Le carceri e il ruolo della cultura
Il laboratorio si svolge in due sezioni del carcere: una femminile, con la presenza di una decina di donne, e una maschile, con la partecipazione di circa venti persone e il coinvolgimento della redazione di “Oblò”, il periodico curato dai detenuti del reparto La Nave di San Vittore. Alcuni detenuti scrivono già regolarmente e stanno ora riflettendo sul tema dell’indifferenza. Il progetto è in divenire: «Non sappiamo ancora quale sarà il prodotto finale», sottolinea Ambrosio. «Ma l’idea è che queste voci escano, che si sentano anche fuori dal carcere».
Per Vigevani, tutto questo ha una ricaduta concreta. «Le attività culturali in carcere, se fatte bene, funzionano.
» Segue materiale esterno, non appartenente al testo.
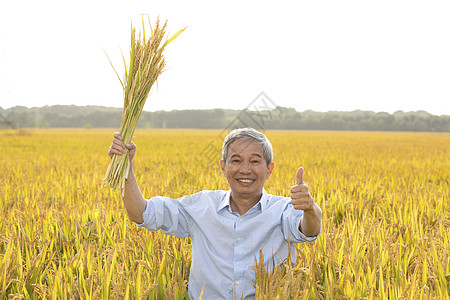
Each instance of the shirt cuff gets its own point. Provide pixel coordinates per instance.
(301, 236)
(148, 215)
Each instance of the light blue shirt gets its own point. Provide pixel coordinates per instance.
(225, 244)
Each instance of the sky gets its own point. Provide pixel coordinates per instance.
(329, 55)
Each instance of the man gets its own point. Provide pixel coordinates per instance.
(228, 228)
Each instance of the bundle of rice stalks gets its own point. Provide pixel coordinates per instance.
(145, 65)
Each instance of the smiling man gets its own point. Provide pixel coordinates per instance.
(229, 228)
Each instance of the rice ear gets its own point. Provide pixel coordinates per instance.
(146, 63)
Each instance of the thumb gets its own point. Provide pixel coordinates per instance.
(299, 176)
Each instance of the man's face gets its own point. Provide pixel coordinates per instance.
(246, 168)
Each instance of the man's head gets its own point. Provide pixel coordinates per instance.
(246, 162)
(250, 135)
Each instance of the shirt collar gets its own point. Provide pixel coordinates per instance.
(226, 200)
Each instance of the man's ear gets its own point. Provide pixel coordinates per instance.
(222, 166)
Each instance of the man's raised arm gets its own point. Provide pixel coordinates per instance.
(301, 199)
(133, 199)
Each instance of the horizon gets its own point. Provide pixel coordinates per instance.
(231, 109)
(320, 56)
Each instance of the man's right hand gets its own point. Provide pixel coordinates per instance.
(119, 148)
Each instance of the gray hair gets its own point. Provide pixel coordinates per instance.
(248, 133)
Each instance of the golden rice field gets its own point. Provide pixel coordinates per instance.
(385, 199)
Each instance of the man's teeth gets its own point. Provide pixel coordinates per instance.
(245, 180)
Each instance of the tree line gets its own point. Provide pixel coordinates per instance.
(71, 116)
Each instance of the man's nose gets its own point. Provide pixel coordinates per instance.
(245, 168)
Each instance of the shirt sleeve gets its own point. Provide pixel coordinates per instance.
(291, 219)
(166, 214)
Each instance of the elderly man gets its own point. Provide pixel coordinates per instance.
(228, 228)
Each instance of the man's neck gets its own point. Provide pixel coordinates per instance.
(242, 204)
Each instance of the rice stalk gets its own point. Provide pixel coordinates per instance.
(146, 63)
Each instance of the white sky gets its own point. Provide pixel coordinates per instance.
(383, 55)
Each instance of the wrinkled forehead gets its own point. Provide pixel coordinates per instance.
(245, 146)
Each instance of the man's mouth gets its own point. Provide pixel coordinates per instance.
(245, 180)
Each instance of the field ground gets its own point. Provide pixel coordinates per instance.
(385, 198)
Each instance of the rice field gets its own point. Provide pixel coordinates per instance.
(385, 199)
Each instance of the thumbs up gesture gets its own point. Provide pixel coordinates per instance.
(300, 197)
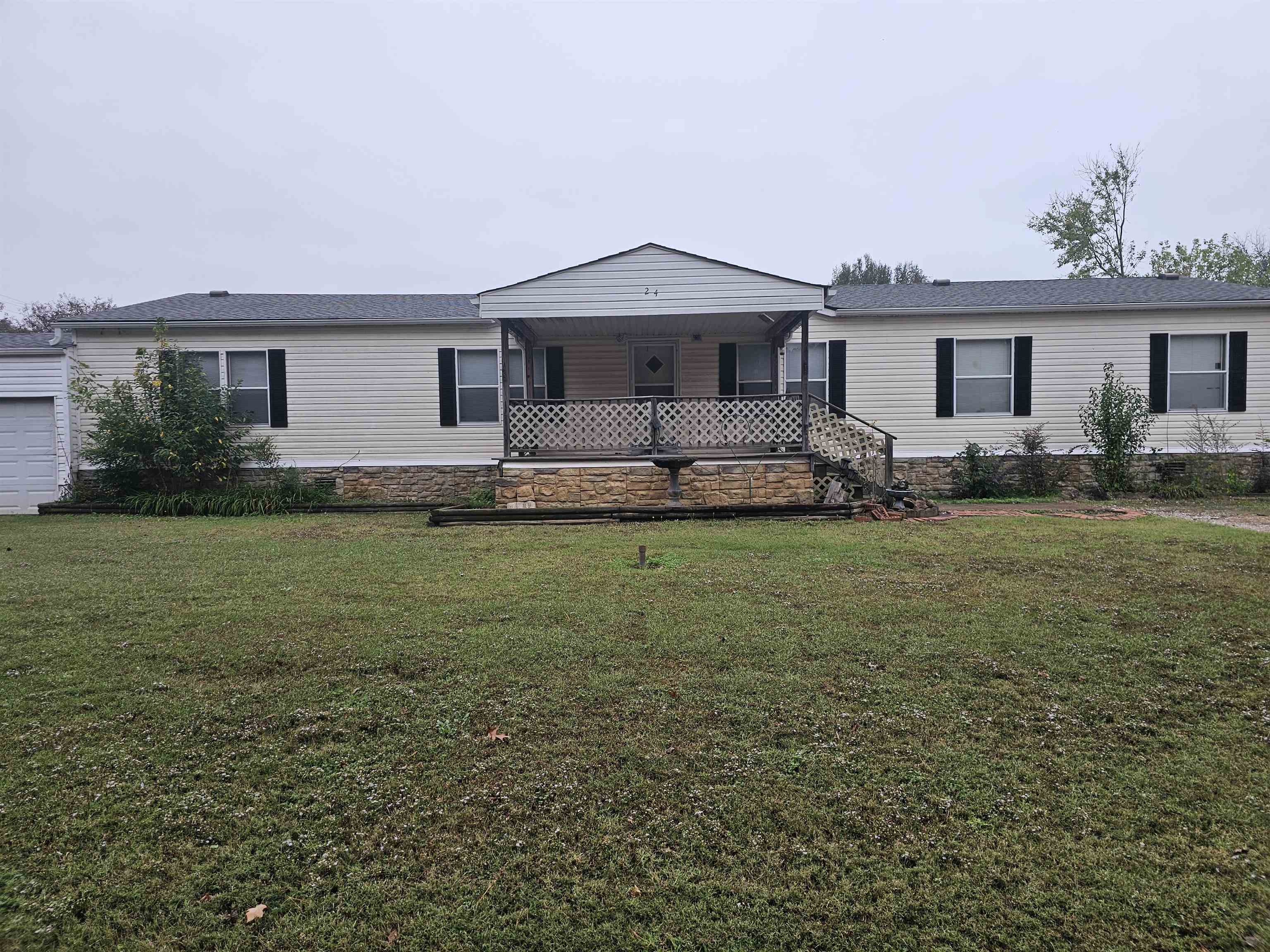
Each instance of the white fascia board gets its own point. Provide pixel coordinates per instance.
(1048, 309)
(327, 323)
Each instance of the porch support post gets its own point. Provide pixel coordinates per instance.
(529, 372)
(807, 404)
(507, 390)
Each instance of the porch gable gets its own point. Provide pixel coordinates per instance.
(651, 280)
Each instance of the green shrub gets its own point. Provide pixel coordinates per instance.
(164, 431)
(1117, 422)
(1033, 470)
(480, 498)
(977, 473)
(1262, 480)
(1210, 469)
(280, 492)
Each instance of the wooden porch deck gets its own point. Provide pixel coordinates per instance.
(704, 427)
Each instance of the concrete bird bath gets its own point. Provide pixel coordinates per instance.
(672, 465)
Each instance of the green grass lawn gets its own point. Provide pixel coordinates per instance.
(998, 733)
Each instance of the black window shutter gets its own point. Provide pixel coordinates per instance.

Abbassano la recidiva in modo drastico. La scrittura e la lettura sono strumenti veri, reali, per immaginare una possibilità diversa. Ma serve investirci, crederci. Altrimenti il carcere resta solo punizione. Noi, nel nostro piccolo, stiamo cercando di costruire altro».
Un intento condiviso anche da Elisabetta Palù, direttrice reggente della Casa Circondariale di San Vittore: «Il carcere è spesso un luogo invisibile agli occhi della società. I detenuti sono persone di cui si parla poco, la cui voce raramente arriva oltre le mura. Il rischio è che vengano ridotti al loro reato, cancellati come individui. Con questo progetto proviamo a contrastare quell’indifferenza, offrendo ai partecipanti uno spazio in cui dare valore alla propria esperienza attraverso la narrazione».